A criação do novo órgão foi autorizada por meio do Decreto Distrital nº 48.835/2026, publicado em junho. O Sindepo-DF alegou à Corte de Contas possível ilegalidade, com “afronta aos princípios da legalidade, legitimidade, economicidade, planejamento e da boa governança, tendo em vista que as atribuições da nova estrutura a ser criada pela PMDF já são exercidas tradicionalmente pelos peritos criminais da PCDF e disciplinadas pela Lei nº 12.030/2009”.

A relatora do processo no TCDF, conselheira Anilcéia Machado, se posicionou a favor da cautelar para suspender a implantação do Centro de Criminalística da PMDF até a conclusão da fiscalização por parte da Corte de Contas.

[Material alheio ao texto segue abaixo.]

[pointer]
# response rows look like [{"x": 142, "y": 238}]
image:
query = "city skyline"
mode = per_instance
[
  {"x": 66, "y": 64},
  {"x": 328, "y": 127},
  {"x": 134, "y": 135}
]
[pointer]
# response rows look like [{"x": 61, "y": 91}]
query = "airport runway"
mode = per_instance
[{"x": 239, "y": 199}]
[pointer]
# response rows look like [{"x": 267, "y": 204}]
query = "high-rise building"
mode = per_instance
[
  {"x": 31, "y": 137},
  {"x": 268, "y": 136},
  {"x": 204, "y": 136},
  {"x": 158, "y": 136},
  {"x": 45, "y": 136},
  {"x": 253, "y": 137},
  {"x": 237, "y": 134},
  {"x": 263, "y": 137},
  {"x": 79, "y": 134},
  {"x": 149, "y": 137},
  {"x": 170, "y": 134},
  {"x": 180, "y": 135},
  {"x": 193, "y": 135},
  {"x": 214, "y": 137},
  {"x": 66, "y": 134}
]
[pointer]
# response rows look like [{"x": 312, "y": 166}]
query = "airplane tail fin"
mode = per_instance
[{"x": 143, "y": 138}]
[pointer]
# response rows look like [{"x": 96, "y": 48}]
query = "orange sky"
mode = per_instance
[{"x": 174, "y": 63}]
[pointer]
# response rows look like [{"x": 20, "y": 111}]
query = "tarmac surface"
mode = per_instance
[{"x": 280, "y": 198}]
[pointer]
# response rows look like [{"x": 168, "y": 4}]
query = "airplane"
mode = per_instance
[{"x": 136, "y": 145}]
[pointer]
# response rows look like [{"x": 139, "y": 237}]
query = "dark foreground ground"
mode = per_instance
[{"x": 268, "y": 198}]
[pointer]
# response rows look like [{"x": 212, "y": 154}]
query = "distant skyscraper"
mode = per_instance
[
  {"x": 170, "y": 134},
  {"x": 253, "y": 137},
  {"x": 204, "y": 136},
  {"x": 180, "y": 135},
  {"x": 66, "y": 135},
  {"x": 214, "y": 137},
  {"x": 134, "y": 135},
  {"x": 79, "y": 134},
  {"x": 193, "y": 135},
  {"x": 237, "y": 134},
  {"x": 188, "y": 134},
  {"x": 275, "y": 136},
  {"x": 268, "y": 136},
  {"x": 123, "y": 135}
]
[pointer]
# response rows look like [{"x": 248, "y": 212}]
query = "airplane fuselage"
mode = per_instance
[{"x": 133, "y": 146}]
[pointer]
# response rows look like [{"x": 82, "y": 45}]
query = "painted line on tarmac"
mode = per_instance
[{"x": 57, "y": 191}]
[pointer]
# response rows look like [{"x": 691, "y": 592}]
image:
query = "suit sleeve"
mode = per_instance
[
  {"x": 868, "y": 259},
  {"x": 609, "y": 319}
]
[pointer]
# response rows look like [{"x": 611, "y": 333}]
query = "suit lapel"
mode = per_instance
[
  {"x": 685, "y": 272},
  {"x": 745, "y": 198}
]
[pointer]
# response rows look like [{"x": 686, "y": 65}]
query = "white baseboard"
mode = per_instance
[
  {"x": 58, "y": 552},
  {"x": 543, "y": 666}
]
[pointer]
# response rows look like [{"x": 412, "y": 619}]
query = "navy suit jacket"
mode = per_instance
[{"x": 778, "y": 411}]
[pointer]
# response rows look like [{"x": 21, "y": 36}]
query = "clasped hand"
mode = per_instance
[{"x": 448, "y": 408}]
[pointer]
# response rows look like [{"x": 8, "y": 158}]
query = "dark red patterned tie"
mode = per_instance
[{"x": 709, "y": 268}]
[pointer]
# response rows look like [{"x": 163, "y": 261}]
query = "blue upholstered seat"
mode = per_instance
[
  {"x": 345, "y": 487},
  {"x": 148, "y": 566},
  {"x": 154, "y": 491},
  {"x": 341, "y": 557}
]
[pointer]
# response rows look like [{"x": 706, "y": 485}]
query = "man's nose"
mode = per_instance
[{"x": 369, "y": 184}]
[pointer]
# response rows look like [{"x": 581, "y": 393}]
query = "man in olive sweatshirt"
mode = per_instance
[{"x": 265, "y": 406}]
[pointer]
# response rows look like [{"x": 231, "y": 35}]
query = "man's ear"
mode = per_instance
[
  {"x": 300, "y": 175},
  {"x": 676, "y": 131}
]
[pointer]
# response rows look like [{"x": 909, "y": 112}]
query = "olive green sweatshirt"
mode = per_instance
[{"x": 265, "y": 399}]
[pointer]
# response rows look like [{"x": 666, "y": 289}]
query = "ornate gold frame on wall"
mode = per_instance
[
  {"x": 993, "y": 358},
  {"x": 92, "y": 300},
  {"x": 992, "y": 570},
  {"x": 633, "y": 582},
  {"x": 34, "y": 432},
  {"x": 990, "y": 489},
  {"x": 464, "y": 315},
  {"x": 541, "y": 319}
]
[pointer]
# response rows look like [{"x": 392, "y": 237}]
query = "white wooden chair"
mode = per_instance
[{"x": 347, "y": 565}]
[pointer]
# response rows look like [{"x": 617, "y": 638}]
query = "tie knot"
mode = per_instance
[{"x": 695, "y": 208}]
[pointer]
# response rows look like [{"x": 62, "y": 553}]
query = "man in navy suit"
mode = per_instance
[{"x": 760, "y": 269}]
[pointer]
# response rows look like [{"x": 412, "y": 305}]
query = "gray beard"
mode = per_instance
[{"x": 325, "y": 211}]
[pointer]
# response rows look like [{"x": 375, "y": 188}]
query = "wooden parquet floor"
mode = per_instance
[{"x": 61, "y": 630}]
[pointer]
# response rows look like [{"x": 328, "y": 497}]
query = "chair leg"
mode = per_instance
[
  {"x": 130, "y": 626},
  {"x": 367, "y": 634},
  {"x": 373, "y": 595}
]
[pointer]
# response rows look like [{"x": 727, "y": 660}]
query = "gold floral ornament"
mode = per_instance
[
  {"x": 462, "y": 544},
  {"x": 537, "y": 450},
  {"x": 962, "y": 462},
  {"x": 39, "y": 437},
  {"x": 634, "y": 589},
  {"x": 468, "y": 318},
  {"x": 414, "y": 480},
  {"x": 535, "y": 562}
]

Entre no canal de WhatsApp da Coluna Grande Angular

Anilcéia Machado considerou que há “possível iminência de realização de despesas e contratação de serviço para implantação da nova estrutura a ser criada pela PMDF para possível desempenho de atribuições já exercidas pelos peritos criminais da PCDF”.

Entenda

O Decreto Distrital nº 48.835/2026 alterou a estrutura da PMDF e criou o polêmico Centro de Criminalística, que seria responsável por propor normas técnicas relativas à cadeia de custódia e à produção de prova material, além de realização de exames periciais de criminalística, incluindo perícias balísticas, papiloscópicas, bem como exames em locais de infração penal militar.

Conforme a norma, também caberia ao órgão da PMDF fazer perícias em dispositivos eletrônicos, mídias e demais suportes digitais, procedendo à extração, à análise e à preservação de dados para instrução de inquéritos policiais militares e processos administrativos disciplinares.

Em nota divulgada em agosto de 2026, a PMDF afirmou que a atuação do Centro de Criminalística “está vinculada aos crimes de natureza militar e aos procedimentos de controle interno da corporação”. “Portanto, a unidade não foi criada para assumir a investigação ou a perícia de crimes comuns praticados por civis, atribuição que permanece com os órgãos legalmente competentes“, disse.

Segundo a PMDF, “a presença de uma pessoa civil como vítima, testemunha ou interessada, contudo, não impede a realização de perícia quando o fato investigado decorrer, em tese, da atuação de policial militar e estiver inserido em Inquérito Policial Militar”.

“A PMDF dispõe de oficiais com formações acadêmicas diversificadas e capacitação específica em investigação e perícia criminal militar, inclusive com cursos e certificações promovidos pelo Centro de Criminalística da Polícia Militar do Estado do Rio de Janeiro, pelo Exército Brasileiro e pelos Carabineros de Chile. O Código de Processo Penal Militar prevê expressamente a realização de perícias e estabelece que os peritos sejam preferencialmente escolhidos entre oficiais da ativa, observada a especialidade e a habilitação técnica necessárias ao exame”, declarou.